Timerange: 20210101-20230821


## Preferred methods

### Unanchored Walk Forward Optimization
Here we have a rolling window of training/test data and we continuously adapt to the market.


In [3]:
df = token[['date', 'close']]

# Define the number of splits and the test data compared to the training data (0.2 = 80% training 20% testing)
n_splits = 5
test_ratio = 0.2

# Calculate the step size for each fold
step_size = len(df) // n_splits

# Create an empty list to store the folds
folds = []

# Split the data into folds with unanchored walk-forward
for i in range(n_splits):
    start_idx = i * step_size
    test_days = int((step_size + 1) * test_ratio)
    end_idx = start_idx + step_size + test_days
    
    
    # Ensure the end index is within the data range
    if end_idx > len(df):
        end_idx = len(df)
    
    train_fold = df.iloc[start_idx:end_idx - test_days]
    test_fold = df.iloc[end_idx - test_days:end_idx]
    folds.append((train_fold, test_fold))

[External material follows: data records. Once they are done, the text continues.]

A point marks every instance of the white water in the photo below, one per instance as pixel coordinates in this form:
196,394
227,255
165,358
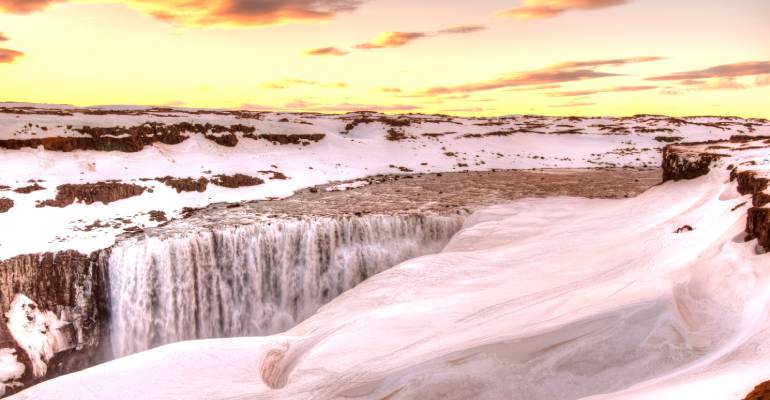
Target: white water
257,279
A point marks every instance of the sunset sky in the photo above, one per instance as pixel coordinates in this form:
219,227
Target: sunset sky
484,57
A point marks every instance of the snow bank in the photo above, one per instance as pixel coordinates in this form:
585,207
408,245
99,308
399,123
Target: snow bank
40,333
541,298
354,146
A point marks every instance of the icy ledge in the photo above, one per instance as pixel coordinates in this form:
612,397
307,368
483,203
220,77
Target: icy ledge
659,296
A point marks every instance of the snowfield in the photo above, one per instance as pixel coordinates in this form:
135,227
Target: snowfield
353,146
659,296
542,298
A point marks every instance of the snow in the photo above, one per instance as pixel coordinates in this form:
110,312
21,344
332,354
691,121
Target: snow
362,152
10,370
541,298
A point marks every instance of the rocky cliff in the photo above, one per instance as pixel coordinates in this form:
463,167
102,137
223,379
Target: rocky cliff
73,288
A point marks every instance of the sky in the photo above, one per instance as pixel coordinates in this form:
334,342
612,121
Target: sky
482,57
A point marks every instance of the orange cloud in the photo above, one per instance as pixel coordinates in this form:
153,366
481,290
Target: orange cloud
540,77
326,51
199,13
552,8
9,56
391,39
574,104
616,89
390,90
601,63
303,105
24,6
462,29
293,82
721,71
533,88
243,12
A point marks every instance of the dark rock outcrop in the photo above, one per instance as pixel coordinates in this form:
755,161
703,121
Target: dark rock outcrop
186,184
303,139
236,181
680,162
131,139
74,287
89,193
29,189
760,392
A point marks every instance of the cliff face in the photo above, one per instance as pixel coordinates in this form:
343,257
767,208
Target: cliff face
73,288
747,159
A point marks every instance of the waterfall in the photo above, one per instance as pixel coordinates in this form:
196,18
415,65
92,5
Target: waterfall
255,279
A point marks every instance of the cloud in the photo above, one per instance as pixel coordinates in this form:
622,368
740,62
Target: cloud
540,77
201,13
533,88
728,83
462,29
391,39
293,82
616,89
671,91
602,63
552,8
464,110
287,83
24,6
9,56
574,104
721,71
326,51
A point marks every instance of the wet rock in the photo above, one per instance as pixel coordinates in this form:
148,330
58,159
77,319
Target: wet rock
288,139
236,181
130,139
71,287
682,163
186,184
29,189
158,216
760,392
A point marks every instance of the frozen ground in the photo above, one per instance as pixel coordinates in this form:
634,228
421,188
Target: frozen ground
352,146
561,297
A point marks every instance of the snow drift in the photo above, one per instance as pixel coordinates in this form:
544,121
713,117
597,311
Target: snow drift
658,296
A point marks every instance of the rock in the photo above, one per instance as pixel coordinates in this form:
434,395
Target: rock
5,204
288,139
158,216
236,181
89,193
760,392
70,294
186,184
29,189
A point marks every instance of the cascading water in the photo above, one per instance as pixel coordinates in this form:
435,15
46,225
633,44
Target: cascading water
255,279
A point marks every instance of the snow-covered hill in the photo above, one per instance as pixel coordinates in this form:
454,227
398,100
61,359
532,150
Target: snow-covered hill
75,178
660,296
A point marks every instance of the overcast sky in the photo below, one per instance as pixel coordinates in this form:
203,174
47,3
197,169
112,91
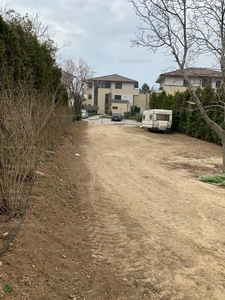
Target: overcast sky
99,33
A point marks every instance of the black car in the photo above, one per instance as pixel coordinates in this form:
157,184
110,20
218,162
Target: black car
116,117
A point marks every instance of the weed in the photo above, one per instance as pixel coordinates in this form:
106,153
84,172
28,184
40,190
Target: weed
8,288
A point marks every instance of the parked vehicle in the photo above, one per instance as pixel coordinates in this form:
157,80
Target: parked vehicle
157,119
84,114
116,117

# Display the data and time ranges in each fold
for i, (train_fold, test_fold) in enumerate(folds):
    train_start_date = pd.to_datetime(train_fold['date'].min()).strftime('%Y%m%d')
    train_end_date = pd.to_datetime(train_fold['date'].max()).strftime('%Y%m%d')
    test_start_date = pd.to_datetime(test_fold['date'].min()).strftime('%Y%m%d')
    test_end_date = pd.to_datetime(test_fold['date'].max()).strftime('%Y%m%d')
    
    print(f"Fold {i+1}:")
    print(f"\tTrain:\t{train_start_date}-{train_end_date}\t{train_fold.shape}")
    print(f"\tTest:\t{test_start_date}-{test_end_date}\t{train_fold.shape}")

print("\n")

# Display the fold ranges and their values after the loop
for i, (train_fold, test_fold) in enumerate(folds):
    fold_train_range = f"fold{i+1}_train=\"{pd.to_datetime(train_fold['date'].min()).strftime('%Y%m%d')}-{pd.to_datetime(train_fold['date'].max()).strftime('%Y%m%d')}\""
    fold_test_range = f"fold{i+1}_test=\"{pd.to_datetime(test_fold['date'].min()).strftime('%Y%m%d')}-{pd.to_datetime(test_fold['date'].max()).strftime('%Y%m%d')}\""
    
    print(f"{fold_train_range}")
    print(f"{fold_test_range}")


Fold 1:
	Train:	20210101-20210711	(192, 2)
	Test:	20210712-20210818	(192, 2)
Fold 2:
	Train:	20210712-20220119	(192, 2)
	Test:	20220120-20220226	(192, 2)
Fold 3:
	Train:	20220120-20220730	(192, 2)
	Test:	20220731-20220906	(192, 2)
Fold 4:
	Train:	20220731-20230207	(192, 2)
	Test:	20230208-20230317	(192, 2)
Fold 5:
	Train:	20230208-20230714	(157, 2)
	Test:	20230715-20230821	(157, 2)


fold1_train="20210101-20210711"
fold1_test="20210712-20210818"
fold2_train="20210712-20220119"
fold2_test="20220120-20220226"
fold3_train="20220120-20220730"
fold3_test="20220731-20220906"
fold4_train="20220731-20230207"
fold4_test="20230208-20230317"
fold5_train="20230208-20230714"
fold5_test="20230715-20230821"


### Splitting the training dataset via kfold into separate timeranges with test sets
Here we split the data into 5 folds.
There's a bug in which the test set of the last fold might be too small but you can use the last fold for a final test.
The disadvantaged with this method compared to a walk forward approach is that we don't adapt to the new market regime and our old data might have the same impact as the new data has. Think Moving Average vs Exponential Moving Average.
Read more here: https://medium.com/eatpredlove/time-series-cross-validation-a-walk-forward-approach-in-python-8534dd1db51a

In [4]:
df = token[['date', 'close']]

# Define the number of splits
n_splits = 5

# Calculate the step size for each fold
step_size = len(df) // n_splits

# Create an empty list to store the folds
folds = []

print(f"Step size: {step_size}\n")

# Split the data into folds
for i in range(n_splits):
    start_idx = i * step_size
    end_idx = start_idx + step_size

    # Split the data into train and test based on indices
    train_fold = df.iloc[start_idx:end_idx]
    test_fold = df.iloc[end_idx:end_idx + step_size] if i < n_splits - 1 else df.iloc[end_idx:]
    
    folds.append((train_fold, test_fold))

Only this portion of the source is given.